Certo, la levataccia non è da chiunque. Ma se anche per mettersi davanti alle 4.30 di sabato mattina può non essere agevole, c’è sempre la possibilità di dirottare le energie del risveglio all’appuntamento delle 8. Quando non sarà la terza sessione di libere, ma direttamente l’appuntamento di qualifica. In palio c’è la pole position del Gran premio del Giappone, che rimette in pista lo spettacolo della Formula 1 dopo il fine settimana di Singapore. Quello che ha decretato la fine della striscia record di vittorie consecutive di Max Vertsappen, quella che ha riportato la Ferrari sul gradino alto del podio.
Dopo Singapore, la Ferrari ci riprova nel Gp del Giappone
Non un’illusione, il successo a Singapore. Ma nemmeno un fuoco di paglia, per quanto riguarda il Cavallino. Che anche nelle prime due sessioni di libere nipponiche ha dimostrato di essere lì davanti per cercare la prima fila. Solo che Verstappen, come insegna la cronaca dell’intera stagione, si è ripreso le posizioni a lui più congeniali, portando la propria Red Bull davanti a tutti.

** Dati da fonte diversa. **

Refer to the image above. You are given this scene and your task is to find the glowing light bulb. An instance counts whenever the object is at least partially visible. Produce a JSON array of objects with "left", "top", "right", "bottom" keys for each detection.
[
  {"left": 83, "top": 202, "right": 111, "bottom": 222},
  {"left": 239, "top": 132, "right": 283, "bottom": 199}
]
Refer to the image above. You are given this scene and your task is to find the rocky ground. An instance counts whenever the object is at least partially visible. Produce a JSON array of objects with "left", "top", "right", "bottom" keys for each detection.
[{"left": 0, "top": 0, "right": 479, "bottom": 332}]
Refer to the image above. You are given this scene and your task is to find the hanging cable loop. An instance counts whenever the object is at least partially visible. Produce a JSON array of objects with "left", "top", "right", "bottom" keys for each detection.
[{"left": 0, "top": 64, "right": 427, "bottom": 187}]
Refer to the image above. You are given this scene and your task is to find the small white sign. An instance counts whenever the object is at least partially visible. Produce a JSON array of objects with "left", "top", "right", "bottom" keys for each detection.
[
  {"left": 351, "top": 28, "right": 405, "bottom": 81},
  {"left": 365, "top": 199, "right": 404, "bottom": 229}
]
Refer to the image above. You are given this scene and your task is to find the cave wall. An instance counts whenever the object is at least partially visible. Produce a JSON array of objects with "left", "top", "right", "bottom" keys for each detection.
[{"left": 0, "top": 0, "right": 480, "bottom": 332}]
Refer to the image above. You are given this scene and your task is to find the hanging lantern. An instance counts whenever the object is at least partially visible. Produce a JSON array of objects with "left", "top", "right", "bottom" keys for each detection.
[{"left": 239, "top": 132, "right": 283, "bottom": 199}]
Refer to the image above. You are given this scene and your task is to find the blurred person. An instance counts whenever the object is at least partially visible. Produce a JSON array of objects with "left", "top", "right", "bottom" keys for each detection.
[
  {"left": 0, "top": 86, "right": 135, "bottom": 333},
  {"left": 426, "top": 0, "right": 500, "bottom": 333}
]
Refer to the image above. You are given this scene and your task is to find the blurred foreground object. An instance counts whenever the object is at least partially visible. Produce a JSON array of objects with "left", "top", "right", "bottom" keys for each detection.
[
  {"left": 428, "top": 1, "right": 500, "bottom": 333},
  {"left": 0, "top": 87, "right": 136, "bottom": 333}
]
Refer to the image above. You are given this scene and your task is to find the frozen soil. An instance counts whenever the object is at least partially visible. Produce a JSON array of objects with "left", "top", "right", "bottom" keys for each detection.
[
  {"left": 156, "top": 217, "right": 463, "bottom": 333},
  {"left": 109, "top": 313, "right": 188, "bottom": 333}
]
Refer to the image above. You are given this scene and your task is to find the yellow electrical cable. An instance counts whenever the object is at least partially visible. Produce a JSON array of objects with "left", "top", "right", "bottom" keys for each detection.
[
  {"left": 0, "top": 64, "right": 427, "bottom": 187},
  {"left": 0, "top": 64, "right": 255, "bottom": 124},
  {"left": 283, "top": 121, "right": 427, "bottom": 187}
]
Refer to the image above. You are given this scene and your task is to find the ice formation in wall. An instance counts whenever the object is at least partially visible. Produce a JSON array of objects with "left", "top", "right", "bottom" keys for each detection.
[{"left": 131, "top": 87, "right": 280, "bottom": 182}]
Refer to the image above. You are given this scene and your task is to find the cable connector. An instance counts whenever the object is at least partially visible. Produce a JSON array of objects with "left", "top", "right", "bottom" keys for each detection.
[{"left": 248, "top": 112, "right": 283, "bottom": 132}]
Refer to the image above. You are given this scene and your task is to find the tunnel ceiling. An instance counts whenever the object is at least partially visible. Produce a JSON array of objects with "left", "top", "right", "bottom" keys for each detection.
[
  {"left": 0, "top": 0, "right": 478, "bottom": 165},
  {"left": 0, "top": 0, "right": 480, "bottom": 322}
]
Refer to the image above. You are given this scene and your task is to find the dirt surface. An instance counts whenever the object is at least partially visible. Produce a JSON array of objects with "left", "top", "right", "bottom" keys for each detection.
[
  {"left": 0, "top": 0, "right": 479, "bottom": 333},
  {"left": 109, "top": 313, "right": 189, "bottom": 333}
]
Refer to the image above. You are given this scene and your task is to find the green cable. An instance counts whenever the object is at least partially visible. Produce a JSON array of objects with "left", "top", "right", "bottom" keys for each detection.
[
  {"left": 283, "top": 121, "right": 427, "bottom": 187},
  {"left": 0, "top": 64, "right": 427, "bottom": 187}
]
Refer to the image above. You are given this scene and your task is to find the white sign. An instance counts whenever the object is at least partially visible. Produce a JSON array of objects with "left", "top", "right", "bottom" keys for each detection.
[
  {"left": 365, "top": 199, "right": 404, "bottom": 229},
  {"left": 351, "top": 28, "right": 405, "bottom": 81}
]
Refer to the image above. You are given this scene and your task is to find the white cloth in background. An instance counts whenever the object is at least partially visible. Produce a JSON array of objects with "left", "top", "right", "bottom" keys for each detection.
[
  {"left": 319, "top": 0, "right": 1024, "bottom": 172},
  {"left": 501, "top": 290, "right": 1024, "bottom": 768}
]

Le caratteristiche di Suzuka del resto sono confacenti alle aspettative della monoposto iridata e anche per la bagarre tra chi ha intenzioni bellicose e speranza di golpe si fa convulsa. Lo sanno i Russell e i Norris, come sì anche gli Hamilton. Che alle Ferrari di un Sainz in palle e di un Leclerc desideroso di prendersi qualche rivincita cercheranno di complicare i piani.

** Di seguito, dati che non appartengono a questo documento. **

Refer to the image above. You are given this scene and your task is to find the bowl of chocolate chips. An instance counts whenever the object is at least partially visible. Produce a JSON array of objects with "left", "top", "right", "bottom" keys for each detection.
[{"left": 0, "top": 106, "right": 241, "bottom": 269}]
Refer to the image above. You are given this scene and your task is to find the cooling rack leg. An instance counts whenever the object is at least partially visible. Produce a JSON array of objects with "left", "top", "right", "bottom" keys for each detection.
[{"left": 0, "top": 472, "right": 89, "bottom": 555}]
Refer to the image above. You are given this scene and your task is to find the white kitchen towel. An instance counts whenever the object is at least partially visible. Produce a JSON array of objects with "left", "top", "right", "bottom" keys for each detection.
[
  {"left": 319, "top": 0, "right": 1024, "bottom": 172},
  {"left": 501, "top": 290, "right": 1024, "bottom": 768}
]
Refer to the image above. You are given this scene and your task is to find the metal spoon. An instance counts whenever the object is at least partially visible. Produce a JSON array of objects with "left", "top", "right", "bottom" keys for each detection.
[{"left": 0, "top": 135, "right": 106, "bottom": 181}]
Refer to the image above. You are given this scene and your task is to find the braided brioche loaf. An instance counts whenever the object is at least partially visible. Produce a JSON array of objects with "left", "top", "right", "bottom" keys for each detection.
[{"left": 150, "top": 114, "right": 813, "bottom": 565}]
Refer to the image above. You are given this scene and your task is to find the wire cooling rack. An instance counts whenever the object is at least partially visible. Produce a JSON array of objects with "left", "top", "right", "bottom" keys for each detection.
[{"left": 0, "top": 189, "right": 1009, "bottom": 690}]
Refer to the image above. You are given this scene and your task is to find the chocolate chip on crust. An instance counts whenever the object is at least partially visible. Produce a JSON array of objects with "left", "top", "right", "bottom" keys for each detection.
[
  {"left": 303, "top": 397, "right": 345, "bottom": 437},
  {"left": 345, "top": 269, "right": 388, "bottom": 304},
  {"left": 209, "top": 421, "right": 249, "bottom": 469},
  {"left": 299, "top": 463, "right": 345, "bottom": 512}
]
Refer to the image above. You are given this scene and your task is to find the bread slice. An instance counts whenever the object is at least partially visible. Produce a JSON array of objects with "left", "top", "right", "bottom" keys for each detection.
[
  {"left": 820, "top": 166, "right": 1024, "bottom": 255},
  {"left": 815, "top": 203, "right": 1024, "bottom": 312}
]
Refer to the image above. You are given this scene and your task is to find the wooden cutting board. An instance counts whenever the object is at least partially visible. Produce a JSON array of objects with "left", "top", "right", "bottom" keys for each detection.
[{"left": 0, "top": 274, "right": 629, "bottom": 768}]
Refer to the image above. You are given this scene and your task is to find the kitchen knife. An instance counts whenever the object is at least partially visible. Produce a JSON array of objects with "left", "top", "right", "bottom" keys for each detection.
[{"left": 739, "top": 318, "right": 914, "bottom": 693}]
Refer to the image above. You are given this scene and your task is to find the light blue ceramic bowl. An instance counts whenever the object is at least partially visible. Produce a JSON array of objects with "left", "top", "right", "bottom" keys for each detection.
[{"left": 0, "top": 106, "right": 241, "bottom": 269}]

Formula 1 a Suzuka: nel 1990, l’exploit di Suzuki su Lola
Sono 47 le edizioni del Gp del Giappone disputate, 36 delle quali valide per il Mondiale di Formula 1. Il primo vincitore fu Peter Warr nel 1963 al volante di una Lotus di categoria Sport, mentre sono sette i “profeti in patria”, anche se mai in gare iridate: il primo di loro fu Yoshikazu Sunako su una Prince nel 1966. Il pilota più vincente rimane Michael Schumacher con sei affermazioni, mentre il miglior piazzamento di un giapponese è il terzo posto ottenuto da Aguri Suzuki nel 1990 su Lola, e da Kamui Kobayashi nel 2012 su una Sauber motorizzata Ferrari.
Sabato 23 settembre se ne saprà di più. Come detto con la terza sessione di prove libere alle 4.30 del mattino e la caccia al giro veloce di qualifica alle 8 (diretta Sky e streaming su Now, differita su Tv8). Il domenicale spegnimento dei semafori in diretta alle 7, in differita alle 16.30.